Ной не сводил глаз с задней двери.
— Я думал, что мы остановимся в квартале художников и встретимся с моим знакомым. Я собирался кое-что у него купить.
— На такую большую сумму? Наличными?
— Скажем так — у него есть порок, требующий наличных.
— И ты ему потакаешь?
Ной пожал плечами.
— Он сверхталантлив, — сказал Ной.
Я неодобрительно посмотрела на него.
— Что? — спросил Ной. — Никто не совершенен.
Поскольку деньги Ноя тратились теперь на принесение в жертву животных, а не на удовлетворение чьего-то пристрастия к кокаину, я оставила тему.
Я обшарила взглядом комнату.
— Зачем тут это случайное барахло? — спросила я. — Ржавые подковы? Мед?

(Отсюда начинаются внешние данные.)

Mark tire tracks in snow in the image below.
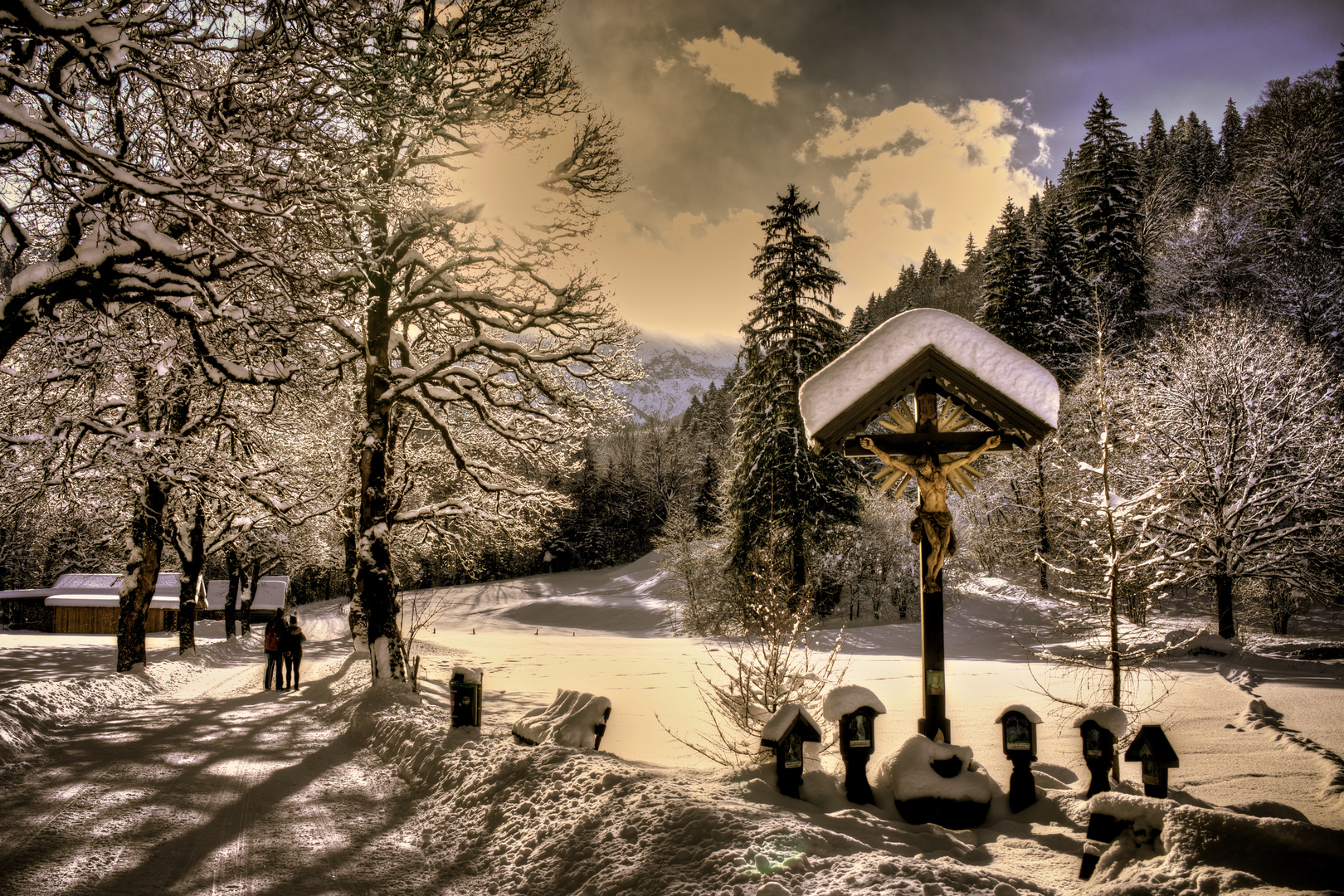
[1218,651,1344,810]
[0,645,426,896]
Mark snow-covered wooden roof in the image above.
[206,575,289,611]
[798,308,1059,450]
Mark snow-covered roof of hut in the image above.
[821,685,887,722]
[1074,703,1129,740]
[761,703,821,746]
[54,572,123,588]
[995,703,1043,725]
[206,575,289,610]
[798,308,1059,447]
[24,572,182,610]
[43,591,182,610]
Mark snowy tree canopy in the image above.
[798,308,1059,446]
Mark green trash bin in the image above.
[447,666,485,728]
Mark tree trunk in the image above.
[1214,575,1236,640]
[242,559,261,638]
[225,545,242,640]
[178,504,206,655]
[117,477,168,672]
[352,271,406,679]
[1035,445,1049,592]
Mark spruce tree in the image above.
[1030,197,1090,376]
[691,451,722,531]
[1214,97,1242,187]
[980,199,1039,354]
[1069,94,1147,334]
[728,184,859,601]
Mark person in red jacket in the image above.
[262,607,289,690]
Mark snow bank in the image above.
[1088,790,1177,829]
[876,735,995,803]
[761,703,822,743]
[1074,703,1129,744]
[334,669,1048,896]
[798,308,1059,446]
[817,685,887,731]
[995,703,1043,728]
[514,688,611,750]
[1093,798,1344,896]
[0,631,261,766]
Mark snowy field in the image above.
[0,558,1344,896]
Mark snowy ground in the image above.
[0,559,1344,896]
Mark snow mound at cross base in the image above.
[798,308,1059,436]
[514,688,611,750]
[876,735,995,803]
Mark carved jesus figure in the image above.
[859,436,999,591]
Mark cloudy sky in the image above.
[473,0,1344,336]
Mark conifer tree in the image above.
[728,184,859,601]
[1214,97,1242,187]
[691,451,723,529]
[980,199,1040,354]
[1030,199,1090,376]
[1069,94,1147,334]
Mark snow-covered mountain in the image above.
[615,332,742,419]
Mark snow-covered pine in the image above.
[728,184,859,601]
[1064,94,1147,334]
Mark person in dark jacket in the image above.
[262,607,289,690]
[280,616,308,690]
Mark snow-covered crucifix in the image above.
[798,308,1059,742]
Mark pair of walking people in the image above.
[264,607,308,690]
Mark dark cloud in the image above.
[559,0,1344,219]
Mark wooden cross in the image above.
[861,380,1000,743]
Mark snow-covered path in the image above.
[0,558,1344,896]
[0,631,430,896]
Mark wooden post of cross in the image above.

— Это для жертвоприношений сантерии,
[74]
— сказал Ной. — Здесь эта религия популярна. Мистер Лукуми один из высших ее жрецов.
И тут дверь открылась и появился сам жрец, неся в руках маленький стакан. На стакане был нарисован петух. Ужас.
Он показал на уродливое коричневое с желтым кресло в углу.
— Сядьте, — сказал он, подводя меня к этому креслу.
Голос его был бесстрастным. Я послушалась.
Он протянул мне стакан — теплый.
— Выпейте, — велел он.
Мой причудливый день — моя причудливая жизнь — становился все более и более странным.
— Что здесь? — спросила я, глядя на смесь.
Она была похожа на томатный сок. Я притворилась, что это именно томатный сок.
— Вы в замешательстве? Вам надо вспомнить? Выпейте. Это поможет, — сказал мистер Лукуми.
Я метнула взгляд на Ноя, и он защищающимся жестом поднял руки.
— Не смотри на меня, — сказал он, потом повернулся к мистеру Лукуми. — Но если с ней что-нибудь после случится, — сдержанно проговорил он, — я вас прикончу.